We finally met with the neurologist this afternoon to go over the results of our 72 hour video eeg. The recording captured seven “episodes.” Two of the five episodes were determined to be seizures – these were the “big” ones I talked about where she goes very stiff – then shakes and then goes limp. During these, her eyes rolled up and to the left and her O2 stats dropped and her lips turned blue. They are being labeled Tonic seizures. She also was “out of it” following these episodes.
The rest of the episodes – which are the majority of what we see on a daily basis are NOT seizures. These are her “vacant” staring spells, her tremors upon falling asleep and waking up, and her “jerky” moments throughout the day. NONE of these registered any change on the eeg. Basically these are simply a result of autonomic dysfunction associated with Rett Syndrome.

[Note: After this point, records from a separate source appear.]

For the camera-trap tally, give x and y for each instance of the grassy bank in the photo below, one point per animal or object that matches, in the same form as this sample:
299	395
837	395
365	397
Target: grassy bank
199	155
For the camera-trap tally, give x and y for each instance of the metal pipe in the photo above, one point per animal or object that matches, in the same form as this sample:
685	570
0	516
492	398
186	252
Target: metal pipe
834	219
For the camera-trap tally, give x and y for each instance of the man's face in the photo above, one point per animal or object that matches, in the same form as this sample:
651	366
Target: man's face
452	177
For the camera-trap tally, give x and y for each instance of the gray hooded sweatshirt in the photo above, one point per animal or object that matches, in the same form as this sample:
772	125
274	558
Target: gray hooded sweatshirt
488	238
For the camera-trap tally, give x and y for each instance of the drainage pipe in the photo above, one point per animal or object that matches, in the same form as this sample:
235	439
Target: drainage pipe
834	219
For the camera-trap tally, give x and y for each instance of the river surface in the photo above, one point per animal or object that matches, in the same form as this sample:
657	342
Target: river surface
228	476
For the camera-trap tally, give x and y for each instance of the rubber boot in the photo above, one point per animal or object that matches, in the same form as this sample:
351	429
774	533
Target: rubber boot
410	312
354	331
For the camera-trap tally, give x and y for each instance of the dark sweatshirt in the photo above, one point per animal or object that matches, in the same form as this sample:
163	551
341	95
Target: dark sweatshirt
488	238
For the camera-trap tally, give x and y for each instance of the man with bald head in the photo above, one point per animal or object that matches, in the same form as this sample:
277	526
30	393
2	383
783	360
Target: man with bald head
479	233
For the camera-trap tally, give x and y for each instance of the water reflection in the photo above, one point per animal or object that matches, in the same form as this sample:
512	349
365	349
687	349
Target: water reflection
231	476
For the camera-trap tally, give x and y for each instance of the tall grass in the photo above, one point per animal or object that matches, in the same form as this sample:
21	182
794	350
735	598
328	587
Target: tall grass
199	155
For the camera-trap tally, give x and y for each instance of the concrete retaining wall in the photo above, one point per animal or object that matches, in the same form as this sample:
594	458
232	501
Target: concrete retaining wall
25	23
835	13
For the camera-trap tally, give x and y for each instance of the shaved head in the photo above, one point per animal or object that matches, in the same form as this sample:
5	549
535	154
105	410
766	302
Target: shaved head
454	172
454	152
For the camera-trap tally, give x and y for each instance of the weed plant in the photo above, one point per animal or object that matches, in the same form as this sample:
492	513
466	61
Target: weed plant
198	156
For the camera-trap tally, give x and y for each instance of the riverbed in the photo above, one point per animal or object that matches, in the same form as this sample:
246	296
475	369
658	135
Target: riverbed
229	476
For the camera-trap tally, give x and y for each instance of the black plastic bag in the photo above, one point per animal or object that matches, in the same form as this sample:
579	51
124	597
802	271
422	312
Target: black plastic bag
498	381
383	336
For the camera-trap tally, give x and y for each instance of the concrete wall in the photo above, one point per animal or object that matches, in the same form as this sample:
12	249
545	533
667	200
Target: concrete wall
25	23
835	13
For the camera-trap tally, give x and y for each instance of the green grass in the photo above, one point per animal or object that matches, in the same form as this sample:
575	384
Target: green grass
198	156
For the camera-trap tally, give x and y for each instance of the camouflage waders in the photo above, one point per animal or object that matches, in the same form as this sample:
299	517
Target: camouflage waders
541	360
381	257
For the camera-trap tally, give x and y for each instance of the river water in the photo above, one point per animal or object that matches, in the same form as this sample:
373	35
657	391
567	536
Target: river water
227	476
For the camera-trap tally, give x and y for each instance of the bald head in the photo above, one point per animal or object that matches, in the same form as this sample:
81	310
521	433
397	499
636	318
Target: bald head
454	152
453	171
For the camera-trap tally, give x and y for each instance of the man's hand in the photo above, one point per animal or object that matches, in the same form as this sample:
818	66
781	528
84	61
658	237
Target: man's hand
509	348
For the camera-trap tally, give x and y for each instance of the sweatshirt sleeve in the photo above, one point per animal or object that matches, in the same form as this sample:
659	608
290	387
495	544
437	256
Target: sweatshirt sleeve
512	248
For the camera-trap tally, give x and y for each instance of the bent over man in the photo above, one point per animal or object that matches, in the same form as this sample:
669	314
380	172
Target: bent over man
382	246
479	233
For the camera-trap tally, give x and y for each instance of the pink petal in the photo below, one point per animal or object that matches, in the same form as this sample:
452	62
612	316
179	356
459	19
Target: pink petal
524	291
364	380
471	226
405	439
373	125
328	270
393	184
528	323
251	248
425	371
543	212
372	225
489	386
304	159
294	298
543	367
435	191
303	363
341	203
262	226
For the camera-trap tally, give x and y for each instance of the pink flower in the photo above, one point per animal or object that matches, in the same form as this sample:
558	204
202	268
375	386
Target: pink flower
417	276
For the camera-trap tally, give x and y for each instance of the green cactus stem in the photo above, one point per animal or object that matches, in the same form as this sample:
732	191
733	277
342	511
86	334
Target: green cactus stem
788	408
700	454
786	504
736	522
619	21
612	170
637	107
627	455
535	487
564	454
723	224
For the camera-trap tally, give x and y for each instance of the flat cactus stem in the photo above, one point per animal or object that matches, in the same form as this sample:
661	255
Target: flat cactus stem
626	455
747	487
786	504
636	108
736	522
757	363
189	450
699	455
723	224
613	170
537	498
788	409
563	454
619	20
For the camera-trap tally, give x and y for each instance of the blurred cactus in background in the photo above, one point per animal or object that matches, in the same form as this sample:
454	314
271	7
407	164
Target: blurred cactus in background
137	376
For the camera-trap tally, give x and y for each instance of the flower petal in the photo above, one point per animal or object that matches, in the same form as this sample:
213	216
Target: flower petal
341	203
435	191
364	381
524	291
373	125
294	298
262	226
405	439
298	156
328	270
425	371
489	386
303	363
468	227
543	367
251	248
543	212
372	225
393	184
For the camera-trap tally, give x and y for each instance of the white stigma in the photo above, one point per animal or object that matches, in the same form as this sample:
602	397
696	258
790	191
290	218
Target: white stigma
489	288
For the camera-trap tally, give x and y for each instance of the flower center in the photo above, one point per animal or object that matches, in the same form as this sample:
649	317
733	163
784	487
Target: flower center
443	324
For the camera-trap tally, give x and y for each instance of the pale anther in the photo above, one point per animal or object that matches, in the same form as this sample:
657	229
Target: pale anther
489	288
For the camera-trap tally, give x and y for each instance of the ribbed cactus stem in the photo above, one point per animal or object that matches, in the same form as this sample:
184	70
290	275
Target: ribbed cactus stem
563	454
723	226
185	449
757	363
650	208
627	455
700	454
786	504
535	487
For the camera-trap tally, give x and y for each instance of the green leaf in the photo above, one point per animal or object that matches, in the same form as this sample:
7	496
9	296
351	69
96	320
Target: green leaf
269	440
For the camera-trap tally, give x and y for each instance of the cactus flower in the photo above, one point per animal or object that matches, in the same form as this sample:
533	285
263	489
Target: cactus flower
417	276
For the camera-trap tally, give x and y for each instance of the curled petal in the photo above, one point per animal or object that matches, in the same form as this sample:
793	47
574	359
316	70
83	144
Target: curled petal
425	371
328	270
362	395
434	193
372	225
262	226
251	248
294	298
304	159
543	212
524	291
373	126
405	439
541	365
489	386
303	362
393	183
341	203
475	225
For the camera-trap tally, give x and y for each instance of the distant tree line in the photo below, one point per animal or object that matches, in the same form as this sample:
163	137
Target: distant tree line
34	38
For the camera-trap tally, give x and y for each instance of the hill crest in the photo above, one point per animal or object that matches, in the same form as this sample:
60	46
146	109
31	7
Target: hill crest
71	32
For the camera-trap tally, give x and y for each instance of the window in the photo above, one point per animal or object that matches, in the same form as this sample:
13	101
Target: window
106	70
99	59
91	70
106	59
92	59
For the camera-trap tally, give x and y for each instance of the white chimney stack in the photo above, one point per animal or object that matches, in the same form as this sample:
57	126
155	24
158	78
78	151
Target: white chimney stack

Brooklyn has been on Lexapro for about a year for anxiety (everything her body deals with daily because of Rett) – we have chosen to start there. She has gained SIX pounds since the feeding tube was placed in July (YEAH!!) We have seen her “episodes” increase in frequency and duration since the weight gain – we hope by increasing her lexapro that might “level things out” a bit. Since we do not want to change two meds at once we are holding off on starting seizure meds – which (should we start those) would be either Keppra or Zonagran.
Her neuro wants us to track the “big” ones over the next three weeks (when we have our return visit) while she adjusts to the increased lexapro dose. We want to determine how often the tonic seizures are happening and how long they are lasting. We do not want to medicate too soon if it is not necessary. On the other hand, I do not want to hold off on a medication that might get rid of them all together….UGH! These are not choices I anticipated having to make when I became a mother :(
Her pulmonologist (who has a niece with Rett!) was very nice but to be honest did not have much input. Her breathing issues were basic Rett problems – the breath holding and hyperventilation – he is glad we have the O2 at home if she needs it but his main concern is aspiration (which Brooklyn does not currently have trouble with – and praying that stays a non issue!) He recommended a sleep study just to make sure that she is not silently aspirating at night but was thrilled that the eeg showed NO nighttime seizure activity!
So….it is a watch and see for now.
I want to thank ALL of you for your prayers and kind words of encouragement over the past few weeks. Please continue to pray for Brooklyn – unfortunately until our cure comes and we get rid of Rett Syndrome completely there will always be a battle for us to fight!